6/10
The Stumbling Moon
22 September 2020
Warning: Spoilers
This film opens with an intriguing premise with a veteran army scout (Gregory Peck) retiring and then acting as protector to a Caucasian woman (Eva Marie Saint) and her native son after she is freed from 10 years of captivity with a renegade Indian band. We later discover the trio is being tracked by the band's leader, a legendary killer and raider, and that Saint's child is his son. Director Robert Mulligan does an adequate job of cranking up the tension as Peck and his surrogate family await the almost-mythic renegade. But the film disappoints in the characterizations and the confrontation when the killer arrives. Peck's Sam Varner is a certainly courageous man but he shows none of the savvy or cunning of a widely respected scout.

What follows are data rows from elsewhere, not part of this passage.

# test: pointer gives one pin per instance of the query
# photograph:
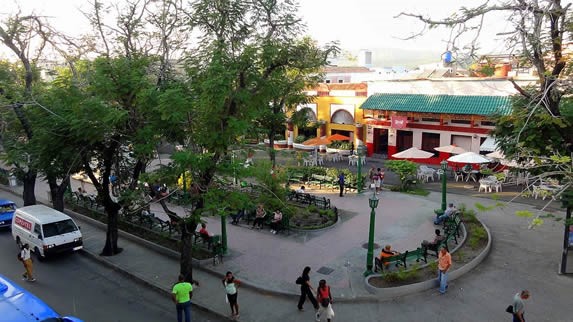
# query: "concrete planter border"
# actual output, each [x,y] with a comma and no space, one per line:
[392,292]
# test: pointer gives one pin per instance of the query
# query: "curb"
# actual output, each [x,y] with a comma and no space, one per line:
[145,282]
[392,292]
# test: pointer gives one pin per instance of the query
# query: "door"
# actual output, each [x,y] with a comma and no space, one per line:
[404,140]
[35,239]
[381,141]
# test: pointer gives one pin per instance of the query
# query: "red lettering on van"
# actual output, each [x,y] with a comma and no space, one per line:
[23,223]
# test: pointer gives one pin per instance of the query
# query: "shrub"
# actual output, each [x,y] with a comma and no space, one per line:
[405,171]
[402,274]
[478,234]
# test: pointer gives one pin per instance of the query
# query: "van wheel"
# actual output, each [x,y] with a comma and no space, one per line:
[38,255]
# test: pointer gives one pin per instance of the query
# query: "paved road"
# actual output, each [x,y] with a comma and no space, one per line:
[73,284]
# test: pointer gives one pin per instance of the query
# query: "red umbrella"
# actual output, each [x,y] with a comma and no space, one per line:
[338,137]
[317,141]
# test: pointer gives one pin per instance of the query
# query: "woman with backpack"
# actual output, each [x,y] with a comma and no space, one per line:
[305,289]
[325,299]
[231,284]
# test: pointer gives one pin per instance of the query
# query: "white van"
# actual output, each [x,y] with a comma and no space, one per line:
[46,230]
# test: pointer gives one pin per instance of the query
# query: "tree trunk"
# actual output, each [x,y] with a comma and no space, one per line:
[29,181]
[272,154]
[564,256]
[186,261]
[112,210]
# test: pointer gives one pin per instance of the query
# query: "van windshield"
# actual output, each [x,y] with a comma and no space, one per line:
[7,208]
[59,228]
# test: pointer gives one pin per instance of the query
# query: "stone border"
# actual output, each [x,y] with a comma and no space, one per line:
[392,292]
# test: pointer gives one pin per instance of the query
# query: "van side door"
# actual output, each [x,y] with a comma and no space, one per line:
[36,237]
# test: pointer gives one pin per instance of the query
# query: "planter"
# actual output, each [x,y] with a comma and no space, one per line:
[302,147]
[392,292]
[342,152]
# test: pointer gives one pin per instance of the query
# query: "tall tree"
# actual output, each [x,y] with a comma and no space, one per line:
[242,44]
[125,84]
[286,85]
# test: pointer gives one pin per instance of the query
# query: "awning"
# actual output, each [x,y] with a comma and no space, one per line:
[489,145]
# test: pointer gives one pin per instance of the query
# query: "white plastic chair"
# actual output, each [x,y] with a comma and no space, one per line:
[484,185]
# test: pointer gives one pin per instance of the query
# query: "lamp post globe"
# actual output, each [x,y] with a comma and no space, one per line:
[373,203]
[361,151]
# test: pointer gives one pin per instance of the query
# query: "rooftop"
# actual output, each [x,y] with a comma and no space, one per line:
[441,104]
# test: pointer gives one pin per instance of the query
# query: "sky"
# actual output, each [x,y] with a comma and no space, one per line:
[356,24]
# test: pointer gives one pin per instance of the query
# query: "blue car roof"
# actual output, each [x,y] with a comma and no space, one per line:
[19,305]
[6,202]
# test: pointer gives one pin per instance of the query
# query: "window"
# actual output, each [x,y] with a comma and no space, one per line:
[37,231]
[430,141]
[342,117]
[460,122]
[59,228]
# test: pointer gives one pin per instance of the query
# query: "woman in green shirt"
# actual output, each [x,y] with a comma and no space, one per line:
[181,295]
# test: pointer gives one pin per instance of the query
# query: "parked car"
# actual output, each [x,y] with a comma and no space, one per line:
[7,209]
[19,305]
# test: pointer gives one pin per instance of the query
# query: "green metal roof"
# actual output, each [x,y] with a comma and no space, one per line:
[447,104]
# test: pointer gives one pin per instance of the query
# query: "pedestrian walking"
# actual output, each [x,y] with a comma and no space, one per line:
[325,299]
[231,284]
[25,257]
[181,295]
[341,183]
[519,306]
[306,290]
[444,264]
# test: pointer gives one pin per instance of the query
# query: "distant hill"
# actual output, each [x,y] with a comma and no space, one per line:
[387,57]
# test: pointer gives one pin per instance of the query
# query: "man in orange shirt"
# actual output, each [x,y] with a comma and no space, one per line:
[386,252]
[444,264]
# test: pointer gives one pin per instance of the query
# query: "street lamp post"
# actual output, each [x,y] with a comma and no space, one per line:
[224,233]
[360,151]
[444,165]
[234,171]
[373,203]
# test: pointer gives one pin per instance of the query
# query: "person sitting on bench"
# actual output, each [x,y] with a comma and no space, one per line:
[386,252]
[276,222]
[434,244]
[449,211]
[259,217]
[205,235]
[236,217]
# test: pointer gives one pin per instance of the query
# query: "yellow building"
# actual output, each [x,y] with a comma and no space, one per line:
[335,110]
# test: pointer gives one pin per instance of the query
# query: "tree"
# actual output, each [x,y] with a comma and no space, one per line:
[243,44]
[405,170]
[542,32]
[122,90]
[285,86]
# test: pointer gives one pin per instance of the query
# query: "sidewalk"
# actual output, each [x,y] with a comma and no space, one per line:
[520,258]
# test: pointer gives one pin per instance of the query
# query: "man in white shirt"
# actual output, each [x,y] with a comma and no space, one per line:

He simply waits in his log cabin without a real plan - and then rushes blindly outside where his nemesis waits in cover. The mother-son relationship between Saint and Nolan Clay isn't convincing or satisfying either. The always reliable Robert Forster does bring some life to events as Nick Tana, Varner's long-time friend and protege, but he is also under-used. Finally, Peck gives a very watchable performance given the shortcomings but Alvin Sargent's screenplay isn't smart enough to give us the duel the story had been building up.